Herzinfarkte zählen zu den häufigsten Todesursachen in den modernen Industrienationen. Frühere epidemiologische Studien hatten bereits gezeigt, dass Myokardinfarkte (medizinischer Fachbegriff für Herzinfarkte) dabei „häufiger am Morgen auftreten und mit einem schlechteren Ergebnis in Bezug auf die Sterblichkeit und Erholung in Verbindung gebracht werden“, berichtet das Forscherteam um Prof. Sabine Steffens vom Institut für Epidemiologie und Prophylaxe der Kreislaufkrankheiten am Klinikum der LMU. In ihrer aktuelle Studie haben die Wissenschaftler nun untersucht, welcher Effekt dem Zusammenhang zwischen dem Herzinfarkt-Risiko und der Tageszeit zugrunde liegt. Die Ergebnisse der Studie wurden in dem Fachmagazin „EMBO Molecular Medicine“ veröffentlicht.

Morgens ist das Risiko für einen Herzinfarkt besonders hoch und die Heilungschancen stehen deutlich schlechter. (Bild: michaeljung/fotolia.com)
Morgens ist das Risiko für einen Herzinfarkt besonders hoch und die Heilungschancen stehen deutlich schlechter. (Bild: michaeljung/fotolia.com)

Entzündungsreaktion variiert im Tagesverlauf
Die Forscher bestätigten in ihren Untersuchung an Mäusen, dass es nach einem Herzinfarkt vom Tageszeitpunkt abhängt, wie die Entzündungsreaktion im betroffenen Herzmuskel verläuft. Zudem fanden sie heraus, „dass die Stärke der Immunantwort und damit die Rekrutierung der Neutrophilen Granulozyten an die Entzündungsstelle über den Tagesverlauf schwankt“, so die Mitteilung der LMU. Hierfür entscheidend sei der Chemokinrezeptor CXCR2, dessen Aktivität vom Biorhythmus beeinflusst wird. Studienleiterin Prof. Steffens und Kollegen konnten im Mausmodell nachweisen, dass der Zustrom der Neutrophilen in den geschädigten Herzmuskel ebenfalls vom Biorhythmus abhängt. So werde durch die Immunzellen, etwa eine Stunde nachdem die aktive Phase begonnen hat, eine stärkere Entzündung ausgelöst als in der Schlafphase oder im späteren Tagesverlauf.

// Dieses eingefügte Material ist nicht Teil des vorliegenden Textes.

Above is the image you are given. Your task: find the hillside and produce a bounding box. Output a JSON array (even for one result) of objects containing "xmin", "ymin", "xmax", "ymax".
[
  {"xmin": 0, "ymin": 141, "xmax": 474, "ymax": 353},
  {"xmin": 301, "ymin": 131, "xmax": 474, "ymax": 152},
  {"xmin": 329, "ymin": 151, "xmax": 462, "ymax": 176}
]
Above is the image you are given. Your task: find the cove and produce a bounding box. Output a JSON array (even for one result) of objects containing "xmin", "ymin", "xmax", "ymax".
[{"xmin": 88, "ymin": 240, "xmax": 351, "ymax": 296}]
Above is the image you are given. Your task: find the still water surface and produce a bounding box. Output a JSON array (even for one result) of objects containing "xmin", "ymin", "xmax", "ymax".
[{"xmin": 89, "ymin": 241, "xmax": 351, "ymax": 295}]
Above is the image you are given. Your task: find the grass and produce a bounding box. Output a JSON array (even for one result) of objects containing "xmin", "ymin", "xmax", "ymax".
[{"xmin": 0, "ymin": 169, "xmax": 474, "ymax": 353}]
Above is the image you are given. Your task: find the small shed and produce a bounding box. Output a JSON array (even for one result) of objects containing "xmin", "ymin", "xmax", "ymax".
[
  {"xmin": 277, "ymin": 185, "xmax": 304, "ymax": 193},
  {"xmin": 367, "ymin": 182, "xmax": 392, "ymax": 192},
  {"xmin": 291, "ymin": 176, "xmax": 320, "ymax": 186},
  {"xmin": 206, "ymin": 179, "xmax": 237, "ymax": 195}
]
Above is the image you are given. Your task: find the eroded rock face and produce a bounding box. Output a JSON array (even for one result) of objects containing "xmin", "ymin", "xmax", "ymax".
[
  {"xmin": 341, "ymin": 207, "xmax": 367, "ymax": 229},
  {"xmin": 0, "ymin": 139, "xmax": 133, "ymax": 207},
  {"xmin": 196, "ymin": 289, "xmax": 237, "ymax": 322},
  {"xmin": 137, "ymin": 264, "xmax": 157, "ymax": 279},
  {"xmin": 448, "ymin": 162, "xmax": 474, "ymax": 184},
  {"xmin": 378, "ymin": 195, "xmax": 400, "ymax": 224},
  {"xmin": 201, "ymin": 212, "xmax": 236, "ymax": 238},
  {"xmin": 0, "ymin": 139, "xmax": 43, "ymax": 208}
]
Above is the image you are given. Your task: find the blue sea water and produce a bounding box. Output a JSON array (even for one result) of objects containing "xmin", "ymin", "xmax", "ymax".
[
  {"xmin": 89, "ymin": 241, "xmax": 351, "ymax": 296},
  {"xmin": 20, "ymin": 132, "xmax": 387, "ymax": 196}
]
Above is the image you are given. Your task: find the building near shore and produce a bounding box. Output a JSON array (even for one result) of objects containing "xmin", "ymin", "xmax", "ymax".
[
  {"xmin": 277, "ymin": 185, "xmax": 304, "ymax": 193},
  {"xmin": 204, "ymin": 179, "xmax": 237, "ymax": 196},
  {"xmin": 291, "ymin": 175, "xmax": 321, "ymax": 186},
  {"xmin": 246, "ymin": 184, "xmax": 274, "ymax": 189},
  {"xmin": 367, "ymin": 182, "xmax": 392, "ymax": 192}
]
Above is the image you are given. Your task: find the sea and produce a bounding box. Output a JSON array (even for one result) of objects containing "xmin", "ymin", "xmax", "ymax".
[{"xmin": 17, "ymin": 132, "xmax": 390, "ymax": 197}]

Neutrophile Granulozyten entscheidend für die Entzündungsreaktion
Durch das Absterben von Herzmuskelzellen bei einem Herzinfarkt werden Zellen des Immunsystems alarmiert und in das geschädigte Gewebe entsandt. Diese sogenannten Neutrophilen Granulozyten lösen eine Entzündungsreaktion aus, in deren Zuge das abgestorbene Gewebe von Immunzellen abgebaut wird. Die wichtige Funktion die Neutrophilen für den Heilungsprozess hatte Prof. Steffens bereits in früheren Studien belegt. Allerdings gilt diese nur, solange die Immunreaktion im Gleichgewicht ist und die Neutrophilen nicht in zu großer Menge auftreten.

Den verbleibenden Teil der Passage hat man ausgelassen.